A traditional LCD screen is considered transmissive — individual elements change color, but are at the mercy of assorted backlight technologies for presentation. OLED screens are emissive, meaning that each individual pixel is its own light source with brightness being able to be set per pixel.
As a result, OLED technology also has significant power efficiency improvements over LCD screens. For instance, a black pixel consumes no power — this also opens up other utilizations of an OLED screen, such as only using a small portion of it for a constant time and notification display, with minimal impact to battery life.
Without the need for a backlight, an OLED screen can be thinner than competing technologies, all other factors equal. OLED response times can theoretically reach 0.01 milliseconds, versus 1 millisecond for modern LCD screens.
Production is more complicated than LCD, with even a speck of dust completely ruining a screen during initial fabrication. The cost to construct each screen still exceeds that of an LCD.
Water impingement is a major problem for OLED screens both during production, and in-use. Even a small amount of water contacting the organic substrate of the screen can immediately damage the display, necessitating replacement.
QD is next, but still in the future
Apple's implementation of quantum dot appears to be a true quantum dot (QD), different from the current commercial implementation of the screen. As with OLED, light is emitted on demand in true QD and the complete technology is seen as the successor to OLED at some point in the future.
While Quantum LED televisions exist now, the technology is being used to improve the backlight, and isn't being used on the pixel level — yet.
True QD swaps the photoluminescent quantum dots behind a conventional LED or the organic element in an OLED screen for electroluminescent nanoparticles, which emit the light themselves.
Advantages of the technology over OLED include longer life, better saturated green colors, a thinner display than even OLED, and a more streamlined manufacturing process than OLED when the technique is perfected. Plus, true QD displays can produce displays at up to 1000 pixels per inch.
Response times for QD displays are closer to that of LED, so a hybrid display would adopt the OLED speed.
When could the hybrid appear?
While QLED televisions with a quantum dot backlight are available now, true QD displays only exist in the lab. Apple has certainly seen the development, and has a hand in its development.
Apple's patent application discusses the challenges of developing a hybrid display, and has more to do with the production of them, then the actual use. The application isn't clear about actual usage of the displays produced, but does briefly touch on the fact that the combined fabrication is complex, and not entirely worked out yet.

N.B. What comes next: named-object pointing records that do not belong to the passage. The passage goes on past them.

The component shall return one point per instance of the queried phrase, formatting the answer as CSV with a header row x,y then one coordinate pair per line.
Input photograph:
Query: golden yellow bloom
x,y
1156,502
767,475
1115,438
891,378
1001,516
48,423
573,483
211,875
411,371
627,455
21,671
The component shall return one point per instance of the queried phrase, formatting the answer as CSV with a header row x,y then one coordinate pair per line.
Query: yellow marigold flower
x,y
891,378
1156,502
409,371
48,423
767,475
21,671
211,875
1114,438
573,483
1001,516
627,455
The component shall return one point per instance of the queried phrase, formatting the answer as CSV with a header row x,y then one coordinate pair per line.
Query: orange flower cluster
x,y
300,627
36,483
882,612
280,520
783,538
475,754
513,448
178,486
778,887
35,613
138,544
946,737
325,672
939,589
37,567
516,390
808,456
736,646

Not clear is if Apple's quest in a combined screen comes before or after homogenous QD displays arrive. It appears Apple is gambling for the future with the application, and betting on a need to improve the response time of the technology before something new comes down the pipeline.
The relative thickness of QLED technology in televisions isn't well suited for small screens, as compared to OLED — with the vast majority of the users demanding thinner and thinner screens on their smartphones. True QD is notably thinner than QLED, as is OLED, and the two technologies, properly integrated, can complement each others weaknesses.